Naturally some spammers have found ways to beat this indicator. In some cases spam accounts follow each other to build up numbers, but a more cunning technique is the “sleeper” approach. Sleeper accounts pose as real people using stolen tweets pulled from the public timeline. TwitBlock may eventually crawl Twitter looking for these accounts, so expect more about this in future posts.
2. Follow Rate
The average number of people you follow per day forms your follow rate. This is calculated as the number of people you follow divided by the number of days you’ve been on Twitter. Although it’s a crude average, it is very telling and probably the second most reliable heuristic indicator. Even if you occasionally add a hundred people in a day it’s unlikely you can keep this up, so your average will drop. Averages are generally low even for power users, so a higher value is a strong indication of automation. The current cut-off (considered normal) is 10 per day. A point is added for every follower per day above 10.
[UPDATE – Aug 12]
Many popular accounts have high follow rates due to a “following back” policy, whether automated or not. The rate at which an account is followed is now subtracted from this value. This may result in lowering spam scores of real spammers, but it also reduces the number of false positives. So now, the rate at which an account follows without reciprocation is known as the “Stalking rate”.
3. Blocked by others
When you log into TwitBlock the system has access to your blocks and currently refreshes this list once per day until you revoke your authorization of the app. This is a key indicator that will become much more interesting as TwitBlock gathers data. Currently 10 5 points are applied for each block on an account.
[ UPDATE – Aug 22 ]
Whitelisting now used to counteract blocks
[ UPDATE – Aug 24]
Blocks are now diluted by follower count
4. Identical profile pics
Spammers commonly reuse the same image on multiple accounts. This is particularly common with the “adult” accounts. TwitBlock crawls all the blocked accounts it knows about and stores an MD5 checksum of the profile image file. This way any account’s profile image can be cross-reference with this database. 10 points are applied for each account known to use the same image.

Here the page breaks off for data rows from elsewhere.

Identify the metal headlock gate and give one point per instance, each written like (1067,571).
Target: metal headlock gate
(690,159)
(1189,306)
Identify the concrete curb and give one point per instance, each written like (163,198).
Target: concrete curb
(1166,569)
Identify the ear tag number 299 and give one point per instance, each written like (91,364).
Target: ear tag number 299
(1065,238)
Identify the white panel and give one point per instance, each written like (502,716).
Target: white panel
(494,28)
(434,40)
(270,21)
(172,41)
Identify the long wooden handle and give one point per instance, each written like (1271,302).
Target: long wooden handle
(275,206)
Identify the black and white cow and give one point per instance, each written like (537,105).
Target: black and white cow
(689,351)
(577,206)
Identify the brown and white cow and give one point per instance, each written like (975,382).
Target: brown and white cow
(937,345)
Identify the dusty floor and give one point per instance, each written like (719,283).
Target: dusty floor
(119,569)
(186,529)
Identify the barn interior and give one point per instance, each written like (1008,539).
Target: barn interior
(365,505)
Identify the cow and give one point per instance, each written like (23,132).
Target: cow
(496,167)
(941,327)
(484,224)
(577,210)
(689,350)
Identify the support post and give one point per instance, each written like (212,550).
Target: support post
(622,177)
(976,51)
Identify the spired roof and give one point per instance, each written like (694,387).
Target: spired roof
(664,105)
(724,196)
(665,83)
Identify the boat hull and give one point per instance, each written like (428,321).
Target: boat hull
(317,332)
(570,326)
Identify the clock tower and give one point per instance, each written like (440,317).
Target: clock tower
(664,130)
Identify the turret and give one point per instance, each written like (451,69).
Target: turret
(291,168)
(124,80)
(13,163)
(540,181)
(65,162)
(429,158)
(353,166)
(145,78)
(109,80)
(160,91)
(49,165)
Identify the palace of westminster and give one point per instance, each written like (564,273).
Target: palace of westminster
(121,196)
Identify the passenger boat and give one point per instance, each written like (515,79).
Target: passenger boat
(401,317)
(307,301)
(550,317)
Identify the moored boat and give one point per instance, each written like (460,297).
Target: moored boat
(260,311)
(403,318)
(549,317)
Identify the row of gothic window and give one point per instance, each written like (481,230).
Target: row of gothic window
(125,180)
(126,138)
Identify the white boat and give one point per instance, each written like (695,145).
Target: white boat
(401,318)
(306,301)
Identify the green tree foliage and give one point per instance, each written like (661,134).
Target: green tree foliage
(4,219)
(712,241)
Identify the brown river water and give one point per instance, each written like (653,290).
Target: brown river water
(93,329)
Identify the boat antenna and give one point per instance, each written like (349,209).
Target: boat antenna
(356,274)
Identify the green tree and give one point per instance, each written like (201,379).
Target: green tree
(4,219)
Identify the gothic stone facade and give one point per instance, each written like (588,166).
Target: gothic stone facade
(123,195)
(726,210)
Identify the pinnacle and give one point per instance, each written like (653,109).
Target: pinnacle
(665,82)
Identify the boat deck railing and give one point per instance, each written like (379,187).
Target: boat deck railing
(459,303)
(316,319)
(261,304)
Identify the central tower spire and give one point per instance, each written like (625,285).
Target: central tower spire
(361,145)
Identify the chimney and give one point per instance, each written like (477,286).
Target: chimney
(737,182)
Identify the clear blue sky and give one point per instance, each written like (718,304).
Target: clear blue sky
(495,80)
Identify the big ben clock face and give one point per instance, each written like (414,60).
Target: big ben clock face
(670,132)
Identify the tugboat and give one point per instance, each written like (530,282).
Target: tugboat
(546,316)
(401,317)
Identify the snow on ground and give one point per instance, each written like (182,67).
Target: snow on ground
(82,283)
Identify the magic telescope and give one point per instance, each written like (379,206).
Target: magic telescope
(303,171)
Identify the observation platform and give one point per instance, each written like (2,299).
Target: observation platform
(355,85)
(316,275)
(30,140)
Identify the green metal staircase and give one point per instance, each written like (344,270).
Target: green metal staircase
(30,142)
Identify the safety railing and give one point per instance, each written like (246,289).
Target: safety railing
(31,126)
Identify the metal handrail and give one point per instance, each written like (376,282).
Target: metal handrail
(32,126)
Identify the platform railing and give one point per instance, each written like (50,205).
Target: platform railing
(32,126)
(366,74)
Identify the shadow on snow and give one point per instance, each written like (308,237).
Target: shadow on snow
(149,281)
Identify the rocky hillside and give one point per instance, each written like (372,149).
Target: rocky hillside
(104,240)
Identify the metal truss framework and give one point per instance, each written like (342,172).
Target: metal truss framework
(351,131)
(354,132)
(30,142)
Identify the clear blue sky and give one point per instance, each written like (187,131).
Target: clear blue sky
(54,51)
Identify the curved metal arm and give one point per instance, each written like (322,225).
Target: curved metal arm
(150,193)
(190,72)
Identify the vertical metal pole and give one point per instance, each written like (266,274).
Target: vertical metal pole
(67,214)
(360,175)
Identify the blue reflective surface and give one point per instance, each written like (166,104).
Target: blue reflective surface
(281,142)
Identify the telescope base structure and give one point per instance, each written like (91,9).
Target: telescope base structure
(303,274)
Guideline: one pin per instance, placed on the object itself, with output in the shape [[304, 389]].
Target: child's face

This test could be easily foiled by spammers. Even using the same photo, it would be trivial alter the checksum. So far however, they appear not to be doing so.
5. Tweets via API
Status updates that are submitted without using a registered application (e.g. TweetDeck) will appear as having come “from API” (See Twitter FAQ). This is very useful, because spammers don’t want their activity to be tied to a registered application. If they start to do so then a list of known spammer applications will have to be compiled. 10 points are applied for API updates, although only the most recent tweet is analysed for performance reasons.
The points applied are deliberately low because people often give their password to applications that tweet on their behalf. e.g. “I just signed up to this awesome app and got 1,000 new followers”. This practice seriously needs to die out, but that’s another blog post for another day. Additionally many spam tweets appear as “from Web”, which suggest they are using the public web interface.
6. Missing profile info
This is not a very reliable indicator and may be dropped. There are 4 profile fields that can be left empty: (Bio, Location, URL and profile image). Most legitimate users fill in at least two of these. Currently 2 points are added if you leave all 4 empty. A drop in the ocean compared with other indicators. As I write this I realise this is due a review.
7. Username looks dodgy
For a human this is a strong indicator, but incredibly hard to implement programmatically. Currently this test performs some very crude tests on the username, such as being all numbers, having no vowels, and checking for a common format used by spammers where two words are followed by a number. Further research is required in this area, but it’s unlikely to form a reliable indicator going forward because it’s so easy to fool. 10 5 points are applied for a username that looks randomly generated.
8. Spammy words in bio and status
This more traditional test merely checks the bio against a list of bad words. The word list needs development and is currently not big enough to be useful. I intend to use the known blocked accounts to build a list of most common words found in spam accounts. An arbitrary score per word found is currently applied. For example “Naughty videos” yields 10 points.
Stay tuned for updates, as all these indicators are likely to change.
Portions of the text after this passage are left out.